For instance, in Colorado, Nissan Leaf sales tripled as a result of a purchasing program based in Boulder. Another, in Fort Collins, saw Nissan run though its supply of 2015 Leafs in seven days. A Salt Lake City program was so successful it was extended for a month.

“I’m really excited to see what comes of it,” Best said. “One good thing about EVs is they bring a lot of diverse interests together to work for a common cause.”

Spreading the word

Talk to people involved in Rev Up Blaine and you hear enthusiasm. That’s what happens when folks have an opportunity to participate in a project they genuinely believe will improve lives and make the world a better place.

Bray said that despite no organized advertising campaign, folks are beginning to hear about the purchasing program and are excited.

“People have heard about it, and they are psyched,” Bray said.

That’s why this unusual coalition is putting so much into this effort. If Rev Up Blaine is successful, perhaps somebody in the Treasure Valley, eastern Idaho or Panhandle will take notice.
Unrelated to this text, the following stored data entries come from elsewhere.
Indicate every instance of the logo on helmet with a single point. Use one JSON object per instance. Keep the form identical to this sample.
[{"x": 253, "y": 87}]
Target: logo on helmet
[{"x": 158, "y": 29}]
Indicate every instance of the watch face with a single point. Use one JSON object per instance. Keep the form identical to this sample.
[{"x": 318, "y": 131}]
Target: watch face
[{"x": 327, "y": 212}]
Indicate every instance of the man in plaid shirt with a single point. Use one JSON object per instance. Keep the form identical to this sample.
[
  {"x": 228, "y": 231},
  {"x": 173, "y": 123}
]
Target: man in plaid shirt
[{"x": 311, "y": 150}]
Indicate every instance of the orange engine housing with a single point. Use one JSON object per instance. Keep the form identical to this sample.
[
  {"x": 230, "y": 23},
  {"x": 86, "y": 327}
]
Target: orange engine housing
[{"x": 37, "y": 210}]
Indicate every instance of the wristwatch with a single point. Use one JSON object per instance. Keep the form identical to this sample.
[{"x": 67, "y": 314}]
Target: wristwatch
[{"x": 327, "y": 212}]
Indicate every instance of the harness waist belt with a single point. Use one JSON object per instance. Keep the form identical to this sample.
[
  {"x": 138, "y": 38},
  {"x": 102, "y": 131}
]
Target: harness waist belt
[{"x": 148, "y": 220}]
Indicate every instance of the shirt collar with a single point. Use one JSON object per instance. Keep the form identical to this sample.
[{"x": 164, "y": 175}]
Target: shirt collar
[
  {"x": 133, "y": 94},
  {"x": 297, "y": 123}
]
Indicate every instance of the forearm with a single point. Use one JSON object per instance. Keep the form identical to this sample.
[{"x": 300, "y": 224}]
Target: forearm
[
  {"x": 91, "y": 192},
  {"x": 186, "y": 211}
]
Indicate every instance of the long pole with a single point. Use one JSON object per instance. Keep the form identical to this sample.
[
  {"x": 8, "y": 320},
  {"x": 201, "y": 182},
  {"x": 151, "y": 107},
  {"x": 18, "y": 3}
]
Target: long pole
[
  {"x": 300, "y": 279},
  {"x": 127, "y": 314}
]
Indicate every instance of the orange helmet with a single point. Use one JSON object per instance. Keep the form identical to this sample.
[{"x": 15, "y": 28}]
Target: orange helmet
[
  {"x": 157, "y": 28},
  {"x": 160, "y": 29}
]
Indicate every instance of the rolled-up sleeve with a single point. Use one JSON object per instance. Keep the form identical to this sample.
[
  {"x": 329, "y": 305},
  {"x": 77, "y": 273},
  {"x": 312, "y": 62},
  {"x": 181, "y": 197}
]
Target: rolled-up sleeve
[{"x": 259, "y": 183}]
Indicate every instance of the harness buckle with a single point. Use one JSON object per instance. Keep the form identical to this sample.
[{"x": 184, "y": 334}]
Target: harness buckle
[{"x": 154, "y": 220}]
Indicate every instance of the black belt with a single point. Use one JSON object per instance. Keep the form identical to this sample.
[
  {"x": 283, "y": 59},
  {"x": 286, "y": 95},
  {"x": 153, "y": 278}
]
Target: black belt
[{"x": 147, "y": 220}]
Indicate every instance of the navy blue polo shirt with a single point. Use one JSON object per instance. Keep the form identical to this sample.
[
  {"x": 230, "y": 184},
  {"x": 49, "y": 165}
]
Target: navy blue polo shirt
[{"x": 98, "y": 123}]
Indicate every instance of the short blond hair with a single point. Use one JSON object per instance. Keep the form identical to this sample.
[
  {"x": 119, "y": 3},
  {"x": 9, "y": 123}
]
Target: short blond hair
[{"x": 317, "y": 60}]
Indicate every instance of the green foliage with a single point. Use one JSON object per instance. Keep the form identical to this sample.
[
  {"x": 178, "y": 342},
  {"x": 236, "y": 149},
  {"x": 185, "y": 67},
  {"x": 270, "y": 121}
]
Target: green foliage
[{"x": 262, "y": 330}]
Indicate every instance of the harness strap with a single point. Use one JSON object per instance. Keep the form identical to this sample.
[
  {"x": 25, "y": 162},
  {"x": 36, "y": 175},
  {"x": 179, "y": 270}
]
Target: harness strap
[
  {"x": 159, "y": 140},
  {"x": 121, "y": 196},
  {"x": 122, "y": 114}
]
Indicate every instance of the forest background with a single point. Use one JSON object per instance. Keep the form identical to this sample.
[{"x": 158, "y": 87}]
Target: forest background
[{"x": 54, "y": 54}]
It could be a non-profit such as the Sun Valley Institute for Resilience, a private sector company wanting to do something for its employees, or a branch of local government seeking to improve the community.

There is no single way this has to be done. Programs in other states have been sponsored by a government agency, a nonprofit and a university. All it really takes is a driving force, such as Bray and the Sun Valley Institute for Resilience, as well as partners like INL, Idaho Power, Chevrolet and Nissan, who are eager to help.

“I think it’s such a great blueprint,” Sinnamon said. “When you see a benefit, even in a place as small as the Wood River Valley, you hope you get the snowball effect.”